Sport creates a family, it creates ties and relationships, even among those who are not kin. We all belong to it because our dreams occupy the same horizon.
The record-breaking duo Mennea–Vittori had a distant relationship. As coach and athlete they were never on first-name terms. During training they were close, but strangers elsewhere. They went to Mexico City with the same aim, to win the 200 meters. And they succeeded on 12 September 1979. Mennea’s time, 19.72, is still a European record. It stood as a world record for almost seventeen years, until 1996 when the American Michael Johnson ran it in 19.66. Some records not only shatter times but pierce the years. That day the two men looked at each other. The younger was twenty-seven. They had to part, saying their last words to each other, because there comes a point in life where you come to the parting of the ways. They would meet again; both were on the verge of something. ‘I’ll do it this time,’ said the young man. Vittori was astonished. He had never seen him so confident and optimistic.
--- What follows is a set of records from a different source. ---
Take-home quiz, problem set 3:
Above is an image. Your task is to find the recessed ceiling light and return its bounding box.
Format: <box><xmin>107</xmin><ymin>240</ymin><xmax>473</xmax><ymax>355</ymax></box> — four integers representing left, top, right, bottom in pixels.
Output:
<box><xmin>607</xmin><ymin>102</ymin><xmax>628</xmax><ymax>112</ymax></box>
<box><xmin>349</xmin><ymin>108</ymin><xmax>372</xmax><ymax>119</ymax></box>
It had just stopped raining. Mennea ran as he had never run in his life and beat the world. He left behind his childhood, his complexes, the south. There are curves that put you off your stride, you falter and feel small, as if walls were rising around you. And there are others where you burst through into happiness. Pietro Paolo Mennea from Barletta ran his curve without losing speed, his left shoulder slightly lowered.

And that day Italy discovered another Coppi. He raced, but not on a bike. He came from the south; he was thin, a little crooked, very twisted. Mennea had behind him an Italy that studied; it was no longer amateurish. Homespun, but also competitive. His factory was the National Athletics School in Formia. The NASA of Italian sport. In Formia, they invented, tested and discovered the future. And they developed the science of records.
Simeoni arrived there at twenty-two. ‘The room in the guest quarters contained a bed and a wardrobe. It was so dreary that I repainted it myself. There was no gym equipment. We asked the workers there for help. We explained what we needed and they started building the equipment: the sand belt, the iron boot and other equipment. They didn’t ask for money in return, just begged us to do well’. Jumping, love and fantasy. Made in Italy advanced in the world of sport. All together with passion.